In Sophie’s Opinion

April 5, 2018

    It’s my last semester of school, and one of the assignments is to write two to three times a week in a Communication Technology journal. The idea is for us to recognize the day to day impact technology has on our lives, and the way we relate to each other.

    For the record, I’m pretty aware of technology, and the impact it’s had on human interactions. I own two teenagers, and work at a college, where I am surrounded by many, many teenagers, all looking for chargers, lost headphones, or the wifi password. I work at a place where colleagues and I will email each other information when sitting less than three feet from each other. I work at a place that has about twenty times more screens than books, and understand, that is the way things are now, so I don’t need to be reminded that technology is the almost the norm in most day to day conversations.

    I sound grumpy about this, and I’m not. Technology has allowed me to share my essays and poems with an audience that doesn’t consist of Mom and my friend that just lost his job and will to listen to anything. It’s an easy way to remind someone to clean their room, without having to listen to the response or the lack of one.
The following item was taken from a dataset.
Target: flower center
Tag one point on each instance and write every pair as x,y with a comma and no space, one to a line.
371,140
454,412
I enjoy crafting a well written email, I appreciate always having a camera, (I never had a camera, or if I did, I could never find it. Now, if I can’t find my camera, I can call it.)
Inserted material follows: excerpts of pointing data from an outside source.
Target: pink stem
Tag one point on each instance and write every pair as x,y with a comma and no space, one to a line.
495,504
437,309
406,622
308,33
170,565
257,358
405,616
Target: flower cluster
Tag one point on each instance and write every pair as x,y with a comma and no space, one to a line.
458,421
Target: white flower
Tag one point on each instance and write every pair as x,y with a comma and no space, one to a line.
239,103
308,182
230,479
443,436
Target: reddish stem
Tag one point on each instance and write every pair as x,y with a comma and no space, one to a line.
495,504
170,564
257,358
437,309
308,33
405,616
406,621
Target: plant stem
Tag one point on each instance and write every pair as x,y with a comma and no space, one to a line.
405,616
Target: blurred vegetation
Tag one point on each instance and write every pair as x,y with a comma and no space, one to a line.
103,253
    My own issue with technology is once I’ve started, it’s hard to stop. Right now, I’m wrapping up this assignment so I can go downstairs and spend some time with my dog, Sophie, the Most Significant Child, because she will remain one. But I just noticed a text from a student on my phone, my laptop is already open. If I answer the text, I’m going to end up on the website. If I look on the website, I’ll spot an incorrect date, or remember I was supposed to email the woman from Madison Park about a tour. Once I email her, I’ll remember I haven’t called my mother yet today, because the woman from Madison Park is named Cindy, and Mom is Sheila, and I really do like talking to my mom. She’ll ask me how Sophie is, because she’s afraid to ask about the kids this late at night, she’s a worrier, and I’ll feel guilty because Sophie will be downstairs, waiting, and has been since I started this entry.
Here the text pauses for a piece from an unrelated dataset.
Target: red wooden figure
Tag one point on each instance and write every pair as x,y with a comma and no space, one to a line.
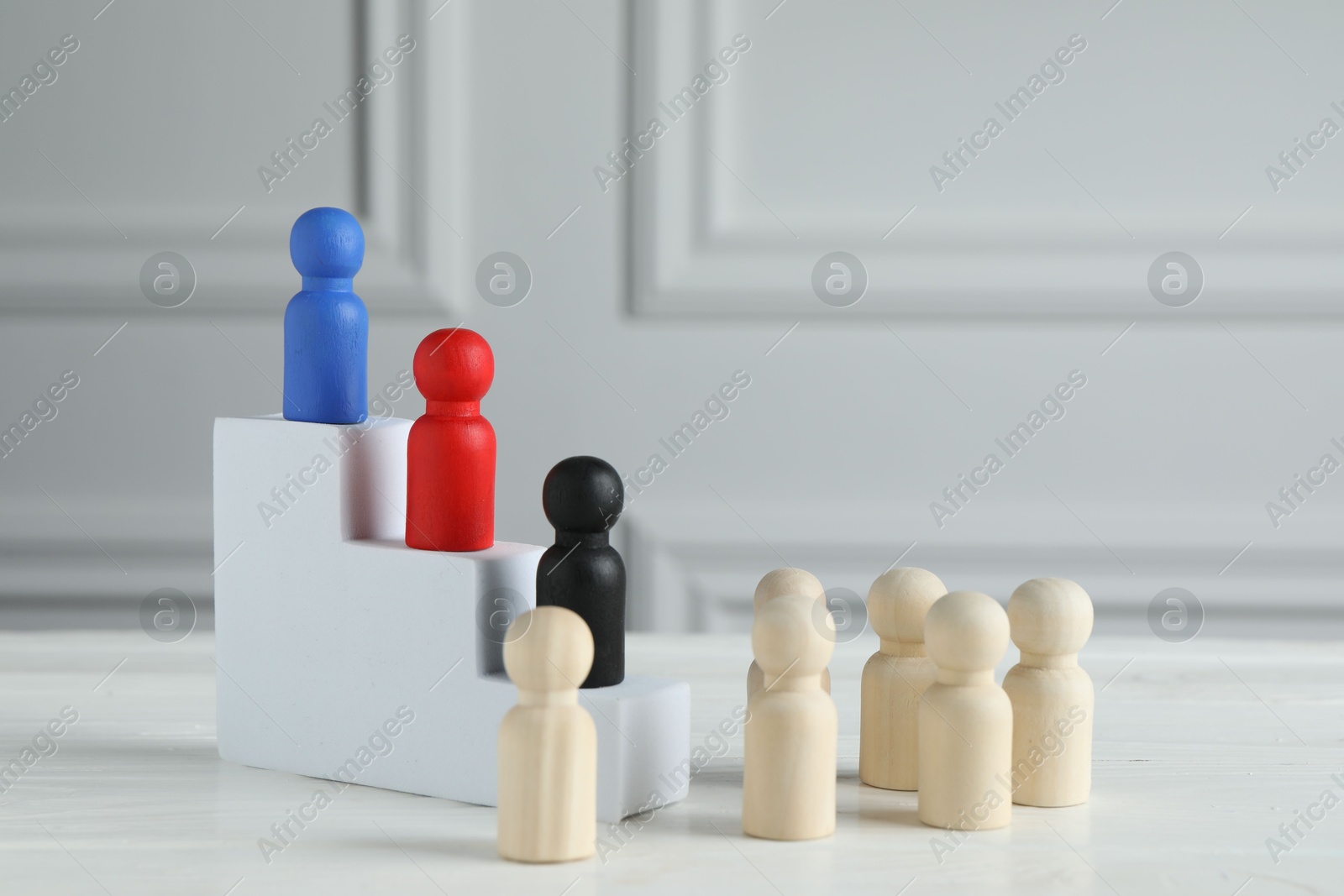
450,450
    So, I’ll prove myself wrong, and just stop. It is hard to walk away from technology, but at the end of the day, I’d rather spend some time with Sophie, the Silent. She’s aware I’m spending too little time at the park, and too much time chattering, one way or another, on screens. Sophie is not a fan.

 An assignment for writing class (in other words, I don’t usually define myself in the third person).

Julie is 50 years old. She was happy to hear the instructor refer to a demographic as 25 to 54; it made her feel better to be part of a group that includes 25 year olds.

Julie is a mom, a daughter, an employee, a writer, a walker of dogs, a lover of pop songs, a gym rat, and a couch potato.

Julie is funny, selfish, kind, creative, moody, optimistic, outgoing, and introverted. She is concerned about social justice, global warming and Justin Bieber’s tattoos.

She spends too much time worrying about whether her baseboards are clean, or if her kids are wearing wrinkled shirts. She spends too little time worrying about the floors, or cleaning out her refrigerator.

She spends too little time in the woods, and, according to her dog, too little time with her dog.

She spends too much time outside, and, according to her cats, too much time with her dog.

Julie has room in her heart for her cats and her dogs, her kids and her mom, but will never find a space to appreciate the bliss of clean cabinets, or drawers that make sense.

This is Julie in October 2017, on a Tuesday night, writing for a Communications class.